'Obamacare' reaches veterinary medicine


New equipment tax could increase cost of care, experts say.

Veterinarians may notice an increase in the cost of some medical devices in 2013. A provision of the Patient Protection and Affordable Care Act, the healthcare law signed by President Barack Obama in 2010, includes a 2.3 percent tax on the sale of medical devices by the manufacturer or importer.

Although veterinary healthcare is not addressed in the Affordable Care Act, equipment intended for human use but also used in veterinary medicine--such as IV fluid pumps, endoscopes and cardiac monitors--will be taxed. Devices sold solely for use in veterinary medicine are not subject to the new tax.

“For example, if a veterinarian buys an endoscope that is approved and labeled for use in human patients for use in his/her veterinary practice, then the endoscope purchase will be taxed,” states a release on the new tax by the American Veterinary Medical Association (AVMA). “However, if the device is approved and labeled for use exclusively for veterinary medicine (and is labeled as such), then it will not be taxed.”

According to Section 201 (h) of the Federal Food, Drug, and Cosmetic Act, a medical device is “an instrument, apparatus, implement, machine, contrivance, implant, in vitro reagent, or other similar or related article, including any component, part, or accessory, which is:

• recognized in the official National Formulary, or the United States Pharmacopeia, or any supplement to them,

• intended for use in the diagnosis of disease or other conditions, or in the cure, mitigation, treatment, or prevention of disease, in man or other animals, or

• intended to affect the structure or any function of the body of man or other animals, and which does not achieve its primary intended purposes through chemical action within or on the body of man or other animals and which is not dependent upon being metabolized for the achievement of its primary intended purposes.”

Veterinary consultant Gary Glassman, CPA, of Burzenski and Co. in New Haven, Conn., says veterinarians will have to consider how often equipment is used per year and how many years it will be used to assess the impact of the tax on their practice. “These are factors commonly considered when pricing a procedure that takes into consideration the use of the equipment,” Glassman says. “With the tax at 2.3 percent, when price is based on a procedural basis, the additional cost may be very marginal and would not impact the client’s decision to either accept or reject the veterinary service--especially when the equipment has a long useful life and is used quite frequently.”

However, many in the healthcare field are opposed to the tax, including Stephen J. Ubl, president and CEO of AdvaMed, the Advanced Medical Technology Association.
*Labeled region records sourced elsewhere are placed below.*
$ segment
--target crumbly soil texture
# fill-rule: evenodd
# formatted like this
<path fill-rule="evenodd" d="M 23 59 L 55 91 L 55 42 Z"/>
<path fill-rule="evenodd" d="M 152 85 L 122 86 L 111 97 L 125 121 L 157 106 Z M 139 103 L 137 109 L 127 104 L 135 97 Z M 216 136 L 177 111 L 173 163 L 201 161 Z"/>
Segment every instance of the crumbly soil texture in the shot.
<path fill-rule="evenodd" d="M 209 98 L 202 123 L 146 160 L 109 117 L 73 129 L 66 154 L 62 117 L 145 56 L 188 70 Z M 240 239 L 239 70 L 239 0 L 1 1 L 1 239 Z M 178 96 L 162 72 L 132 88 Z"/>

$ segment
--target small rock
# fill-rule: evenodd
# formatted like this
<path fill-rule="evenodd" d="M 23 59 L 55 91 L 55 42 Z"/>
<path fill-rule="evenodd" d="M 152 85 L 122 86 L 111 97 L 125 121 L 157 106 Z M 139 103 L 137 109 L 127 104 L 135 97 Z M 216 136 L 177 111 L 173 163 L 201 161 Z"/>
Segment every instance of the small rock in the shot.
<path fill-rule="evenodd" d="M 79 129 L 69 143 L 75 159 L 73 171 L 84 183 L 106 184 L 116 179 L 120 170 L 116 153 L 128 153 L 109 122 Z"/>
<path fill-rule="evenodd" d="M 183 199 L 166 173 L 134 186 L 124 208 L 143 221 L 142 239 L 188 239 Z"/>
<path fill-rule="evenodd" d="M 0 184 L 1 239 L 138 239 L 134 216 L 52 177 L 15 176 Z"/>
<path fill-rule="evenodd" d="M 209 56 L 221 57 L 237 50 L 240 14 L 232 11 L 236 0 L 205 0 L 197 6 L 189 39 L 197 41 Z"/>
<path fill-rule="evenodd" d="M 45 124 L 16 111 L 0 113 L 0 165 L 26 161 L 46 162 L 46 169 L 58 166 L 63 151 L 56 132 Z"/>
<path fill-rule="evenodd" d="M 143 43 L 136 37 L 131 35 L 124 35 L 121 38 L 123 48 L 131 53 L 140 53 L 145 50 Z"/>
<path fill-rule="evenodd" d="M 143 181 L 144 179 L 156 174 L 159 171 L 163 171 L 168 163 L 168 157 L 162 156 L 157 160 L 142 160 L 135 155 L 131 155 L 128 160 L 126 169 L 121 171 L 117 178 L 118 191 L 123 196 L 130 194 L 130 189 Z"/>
He had hoped language to repeal the tax would be included in the fiscal deal passed at the end of 2012 by the House and the Senate. Defeated in that effort, he vowed to continue repeal efforts.

AdvaMed contends that after surveying 81 of its members, 62 percent of companies say they are planning layoffs or reduced hiring to help offset the cost of the tax. Proponents of the tax estimate that revenue gained by additional customers generated by the Affordable Healthcare Act will offset the cost of the tax for manufacturers. According to the AdvaMed survey, 80 percent of responders expect less than 1 percent in revenue from new business related to the Affordable Care Act.

“If a veterinarian is pricing a service that includes the cost of the equipment and the equipment cost goes up, in a general business sense, the charge to the client should go up,” Glassman says. “I think the veterinarian will have to consider how much the additional cost is.”

He says the additional cost of 2.3 percent has to be looked at over the life of the equipment. “If it relates to an $18,000 machine, and the machine’s life is 15 years, the additional total tax cost is $400. That yearly over 15 years will only be $26 per year. If the equipment has a five-year life, the yearly cost would be $80.  If the equipment is used 100 times during the year, the incremental cost increase per procedure is 80 cents,” Glassman says. To that end, the tax would cause the procedure to go up about $1.50.

The AVMA says in its release that the tax’s impact on veterinary medical devices remains to be seen: “It’s reasonable to believe that the tax could increase the cost of providing veterinary medical care.” The organization states that it is aware that increased costs absorbed by veterinarians could result in increased costs to the pet owner or impact veterinarians’ decisions when choosing new devices or deciding whether or not they will make a medical device purchase.

“I do not believe it will eliminate the veterinarian’s decision to buy or not buy a needed piece of equipment to carry on the trade of providing required medical care,” Glassman says. And if the cost of the tax is looked at on a procedure basis, clients at many veterinary clinics probably won’t notice a marginal difference in cost.

The tax is not imposed on retail sales or device manufacturers with revenues under $5 million a year. The tax falls under “Revenue Offset Provisions” in the law and is projected to bring in $20 billion in revenue by 2019, according to the Joint Committee on Taxation.